BAB I
PEMBAHASAN
A.
Latar Belakang
Di
dalam ajaran agama yang diwahyukan ada dua jalan untuk memperoleh pengetahuan,
pertama, jalan wahyu dalam arti komunikasi dari Tuhan kepada manusia, dan kedua
jalan akal, yang dianugerahkan Tuhan kepada manusia, dengan memakai kesan-kesan
yang diperoleh panca indera sebagai bahan pemikiran untuk sampai kepada
kesimpulan-kesimpulan. Pengetahuan yang dibawa wahyu diyakini bersifat absolut
dan mutlak benar, sedang pengetahuan yang diperoleh melalui akal bersifat
relatif, mungkin benar dan mungkin salah.
Akal
dan Wahyu adalah bekal pokok dalam mendalami masalah seputar ketuhanan dan
perilaku manusia sebagai makhluk yang beradab dan berkeyakinan. Akal merupakan
perangkat yang diberikan Tuhan kepada manusia. Inilah yang membedakannya dengan
makhluk lain. Meskipun Malaikat diberi akal oleh Tuhan, namun derajatnya masih
di bawah manusia, jika manusia dapat menggunakan akalnya sesuai dengan
ketentuan Tuhan. Oleh karena itu, tidak berlebihan jika manusia menduduki
derajat tertinggi di sisi Tuhan. Menurut al-Jurjani (w. 793 H), akal merupakan
perangkat yang berdiri sendiri dari susunan organ tubuh, namun menjadi kreator
penggerak dan operator organ lain.
B.
Rumusan Masalah
1.
Apa yang dimaksud dengan akal dan fungsinya ?
2.
Apa yang dimaksud dengan wahyu dan fungsinya ?
BAB II
PEMBAHASAN
A.
Akal dan Fungsinya
Didalam
bahasa arab, akal diartikan kecerdasan, lawan kebodohan, dan
diartikan pula dengan hati (qalb), suatu kekuatan yang membedakan manusia
dari semua jenis hewan yang ada dimuka bumi.
Dalam
Kamus Besar Bahasa Indonesia, akal adalah daya pikir untuk memahami sesuatu
atau kemampuan melihat cara-cara memahami lingkungannya.
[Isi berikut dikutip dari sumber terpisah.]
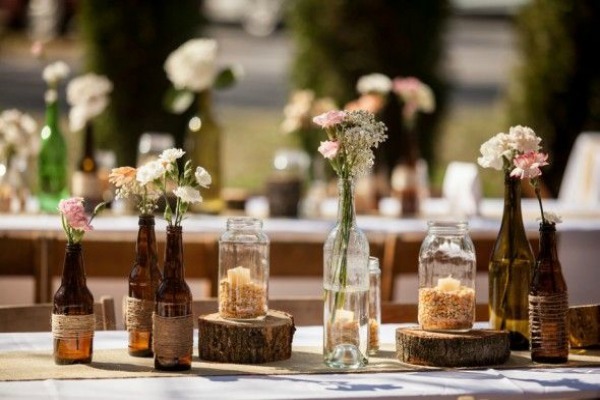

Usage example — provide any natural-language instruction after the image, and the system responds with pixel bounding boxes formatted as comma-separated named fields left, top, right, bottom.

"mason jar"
left=418, top=221, right=476, bottom=332
left=218, top=217, right=269, bottom=320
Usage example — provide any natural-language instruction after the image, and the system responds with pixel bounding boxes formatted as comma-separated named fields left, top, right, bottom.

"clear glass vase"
left=489, top=173, right=534, bottom=350
left=323, top=178, right=370, bottom=368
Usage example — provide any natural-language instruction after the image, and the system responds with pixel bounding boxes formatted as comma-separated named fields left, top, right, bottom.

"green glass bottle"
left=185, top=90, right=223, bottom=214
left=488, top=172, right=534, bottom=350
left=38, top=95, right=69, bottom=212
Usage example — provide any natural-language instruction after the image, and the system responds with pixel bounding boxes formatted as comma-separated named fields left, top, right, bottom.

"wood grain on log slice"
left=198, top=310, right=295, bottom=364
left=396, top=328, right=510, bottom=367
left=568, top=304, right=600, bottom=348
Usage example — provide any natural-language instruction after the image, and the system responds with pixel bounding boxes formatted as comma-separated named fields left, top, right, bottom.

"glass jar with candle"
left=218, top=217, right=270, bottom=320
left=418, top=221, right=476, bottom=332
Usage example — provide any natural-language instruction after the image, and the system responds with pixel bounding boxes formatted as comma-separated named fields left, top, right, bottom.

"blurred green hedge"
left=508, top=0, right=600, bottom=195
left=79, top=0, right=202, bottom=166
left=287, top=0, right=450, bottom=175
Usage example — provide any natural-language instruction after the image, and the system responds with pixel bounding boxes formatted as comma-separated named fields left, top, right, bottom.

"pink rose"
left=58, top=197, right=93, bottom=232
left=313, top=110, right=347, bottom=128
left=318, top=140, right=340, bottom=159
left=510, top=151, right=549, bottom=179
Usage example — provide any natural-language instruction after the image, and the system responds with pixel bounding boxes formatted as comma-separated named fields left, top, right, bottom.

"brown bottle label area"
left=529, top=294, right=569, bottom=351
left=152, top=314, right=193, bottom=359
left=124, top=296, right=154, bottom=331
left=51, top=314, right=95, bottom=339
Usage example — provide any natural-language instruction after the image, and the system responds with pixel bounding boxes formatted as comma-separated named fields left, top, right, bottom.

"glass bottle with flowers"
left=0, top=109, right=38, bottom=212
left=390, top=77, right=435, bottom=217
left=477, top=125, right=541, bottom=350
left=38, top=61, right=70, bottom=212
left=67, top=73, right=113, bottom=213
left=134, top=148, right=211, bottom=371
left=164, top=38, right=240, bottom=214
left=53, top=197, right=105, bottom=365
left=510, top=151, right=568, bottom=363
left=313, top=110, right=387, bottom=368
left=109, top=165, right=162, bottom=357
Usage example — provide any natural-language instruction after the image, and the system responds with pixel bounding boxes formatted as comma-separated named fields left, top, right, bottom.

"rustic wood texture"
left=568, top=304, right=600, bottom=348
left=198, top=310, right=295, bottom=364
left=396, top=327, right=510, bottom=367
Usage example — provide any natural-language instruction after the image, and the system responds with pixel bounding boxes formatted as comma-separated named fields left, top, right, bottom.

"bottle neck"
left=163, top=226, right=184, bottom=280
left=60, top=243, right=86, bottom=287
left=79, top=124, right=97, bottom=172
left=136, top=215, right=157, bottom=266
left=197, top=90, right=213, bottom=115
left=336, top=178, right=357, bottom=225
left=500, top=173, right=526, bottom=230
left=538, top=223, right=559, bottom=263
left=44, top=100, right=59, bottom=132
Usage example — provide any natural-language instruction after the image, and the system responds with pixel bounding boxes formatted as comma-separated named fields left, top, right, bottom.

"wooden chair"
left=0, top=295, right=117, bottom=332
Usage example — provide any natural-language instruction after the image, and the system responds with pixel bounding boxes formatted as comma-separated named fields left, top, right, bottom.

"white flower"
left=477, top=132, right=512, bottom=171
left=164, top=39, right=218, bottom=92
left=42, top=61, right=70, bottom=85
left=67, top=73, right=113, bottom=132
left=136, top=160, right=165, bottom=186
left=356, top=73, right=392, bottom=95
left=0, top=109, right=38, bottom=157
left=194, top=166, right=211, bottom=188
left=173, top=185, right=202, bottom=204
left=507, top=125, right=541, bottom=153
left=537, top=211, right=562, bottom=225
left=45, top=89, right=58, bottom=104
left=159, top=148, right=185, bottom=164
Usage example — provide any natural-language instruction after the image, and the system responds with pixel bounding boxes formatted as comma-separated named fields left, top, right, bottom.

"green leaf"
left=163, top=86, right=194, bottom=114
left=213, top=66, right=239, bottom=90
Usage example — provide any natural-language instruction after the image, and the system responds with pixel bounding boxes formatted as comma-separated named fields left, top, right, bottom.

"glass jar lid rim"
left=226, top=216, right=263, bottom=229
left=427, top=220, right=468, bottom=230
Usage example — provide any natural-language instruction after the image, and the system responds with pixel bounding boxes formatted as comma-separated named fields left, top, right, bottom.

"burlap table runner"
left=1, top=344, right=599, bottom=381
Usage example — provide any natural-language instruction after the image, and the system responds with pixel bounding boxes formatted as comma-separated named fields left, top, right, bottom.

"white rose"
left=173, top=185, right=202, bottom=204
left=356, top=73, right=392, bottom=95
left=538, top=211, right=562, bottom=225
left=136, top=160, right=166, bottom=186
left=42, top=61, right=70, bottom=84
left=508, top=125, right=541, bottom=153
left=164, top=39, right=218, bottom=92
left=159, top=148, right=185, bottom=164
left=194, top=166, right=211, bottom=188
left=477, top=133, right=512, bottom=170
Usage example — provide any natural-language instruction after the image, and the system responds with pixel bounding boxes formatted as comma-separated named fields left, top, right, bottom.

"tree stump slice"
left=198, top=310, right=295, bottom=364
left=568, top=304, right=600, bottom=348
left=396, top=328, right=510, bottom=367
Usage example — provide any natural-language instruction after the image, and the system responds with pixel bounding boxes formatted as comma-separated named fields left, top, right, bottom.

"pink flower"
left=312, top=110, right=346, bottom=128
left=318, top=140, right=340, bottom=159
left=510, top=151, right=549, bottom=179
left=58, top=197, right=93, bottom=232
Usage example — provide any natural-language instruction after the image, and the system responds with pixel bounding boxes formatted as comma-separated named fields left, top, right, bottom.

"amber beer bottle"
left=154, top=226, right=193, bottom=371
left=52, top=243, right=95, bottom=364
left=71, top=124, right=103, bottom=214
left=127, top=214, right=162, bottom=357
left=529, top=222, right=569, bottom=363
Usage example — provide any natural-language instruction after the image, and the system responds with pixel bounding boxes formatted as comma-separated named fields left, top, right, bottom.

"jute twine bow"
left=51, top=314, right=95, bottom=340
left=152, top=313, right=193, bottom=359
left=123, top=297, right=154, bottom=331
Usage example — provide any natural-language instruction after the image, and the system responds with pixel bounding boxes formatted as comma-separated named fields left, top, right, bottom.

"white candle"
left=227, top=266, right=251, bottom=287
left=334, top=309, right=355, bottom=322
left=436, top=275, right=461, bottom=292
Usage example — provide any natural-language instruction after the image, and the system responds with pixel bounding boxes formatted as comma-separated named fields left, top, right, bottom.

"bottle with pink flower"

Dalam penelitian ini,
yang dimaksud dengan akal adalah gabungan dari dua pengertian di atas, yang
disampaikan oleh Ibn Taimiyah dan menurut kamus, yakni daya pikir untuk
memahami sesuatu, yang di dalamnya terdapat kemungkinan bahwa pemahaman yang
didapat oleh akal bisa salah atau bisa benar.[1]
Kamus
bahasa Arab Lisan Al-‘Arab menjelaskan bahwa al-‘aql berarti al-hijr menahan
dan al-‘aqil ialah orang yang menahan diri dan mengekang hawa nafsu. Seterusnya
diterangkan pula bahwa al-‘aql mengandung arti kebijaksanaan, al-nuha, lawan
dari lemah pikiran, al-humq. Selanjutnya disebut bahwa al-‘aql juga mengandung
arti kalbu, al-qalb.
Arti
asli dari kata ‘aqala kelihatannya adalah mengikat dan menahan dan orang yang
‘aqil di jaman jahiliah, yang dikenal dengan hamiyyah atau darah panasnya,
adalah orang yang dapat menahan amarahnya dan oleh karenanya dapat mengambil
sikap dan tindakan yang berisi kebijaksanaan dalam mengatasi masalah yang
dihadapinya.
Dalam
pemahaman Profesor Izutsu (Harun Nasution, 1986), kata ‘aql di jaman jahiliah
dipakai dalam arti kecerdasan praktis (practical intelligence) yang dalam
istilah psikologi mpdern disebut kecakapan memecahkan masalah (problem-solving
capacity). Orang berakal, menurut pendapatnya adalah, orang yang mempunyai
kecakapan untuk menyelesaikan masalah, setiap kali ia dihadapkan dengan
problema dan selanjutnya dapat melepaskan diri dari bahaya yang ia hadapi.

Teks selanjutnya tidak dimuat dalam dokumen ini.